UnternehmensnachfolgeEine Unternehmensnachfolge zu finden ist bekanntlich sehr aufwändig. Vorwiegend kommt es zum Verkauf des Unternehmens, da der momentane Unternehmenseigner wegen dem bevorstehenden Ruhestand aus dem Unternehmen abdanken muss. In diesem Falle sollte schon zeitig über eine genaue Lösung diskutiert werden, sodass der Unternehmenskauf in geregelten Bahnen verläuft.

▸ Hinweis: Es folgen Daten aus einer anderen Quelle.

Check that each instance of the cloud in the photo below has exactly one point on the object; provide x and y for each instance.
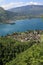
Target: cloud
(18, 4)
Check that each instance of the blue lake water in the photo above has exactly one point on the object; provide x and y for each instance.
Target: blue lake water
(21, 26)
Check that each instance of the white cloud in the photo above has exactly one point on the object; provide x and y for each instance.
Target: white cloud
(18, 4)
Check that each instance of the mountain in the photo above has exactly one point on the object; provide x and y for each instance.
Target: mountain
(3, 15)
(28, 10)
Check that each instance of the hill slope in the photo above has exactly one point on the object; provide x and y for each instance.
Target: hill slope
(32, 56)
(3, 15)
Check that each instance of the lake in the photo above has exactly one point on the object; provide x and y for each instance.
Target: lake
(21, 26)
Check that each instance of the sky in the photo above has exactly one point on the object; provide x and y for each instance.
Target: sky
(7, 4)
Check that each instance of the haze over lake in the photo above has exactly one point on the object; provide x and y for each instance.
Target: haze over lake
(21, 26)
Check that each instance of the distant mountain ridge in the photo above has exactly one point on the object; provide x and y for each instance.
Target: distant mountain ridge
(28, 11)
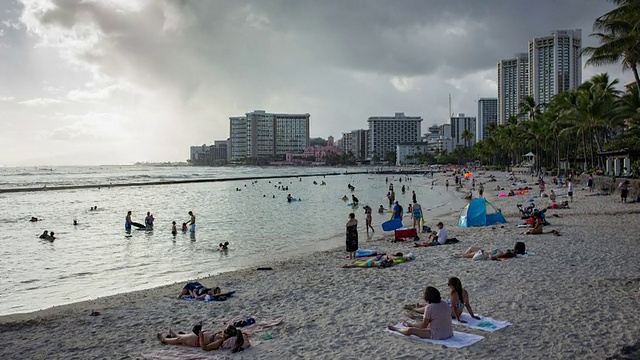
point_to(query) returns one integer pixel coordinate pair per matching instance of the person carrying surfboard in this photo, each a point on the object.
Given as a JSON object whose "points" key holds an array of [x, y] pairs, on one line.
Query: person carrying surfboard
{"points": [[397, 211], [416, 213]]}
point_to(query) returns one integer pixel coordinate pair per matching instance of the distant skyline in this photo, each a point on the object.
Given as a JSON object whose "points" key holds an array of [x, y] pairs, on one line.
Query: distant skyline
{"points": [[121, 81]]}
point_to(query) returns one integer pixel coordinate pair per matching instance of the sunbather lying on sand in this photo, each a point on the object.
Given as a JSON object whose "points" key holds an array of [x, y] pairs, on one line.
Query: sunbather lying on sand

Als erstes sollte geklärt werden, was für einen finanziellen Wert der Betrieb eigentlich vorweisen kann. Hierbei ist es meistens recht unklug, allein auf interne Maßnahmen zur Wertefeststellung zu setzen, da diese oft nicht richtig berechnet werden. Besser ist es, einen nicht aus der Firma kommenden Gutachter zu ordern, sodass der denkbare Interessent bei dem Firmenverkauf nicht schlecht dabei wegkommt.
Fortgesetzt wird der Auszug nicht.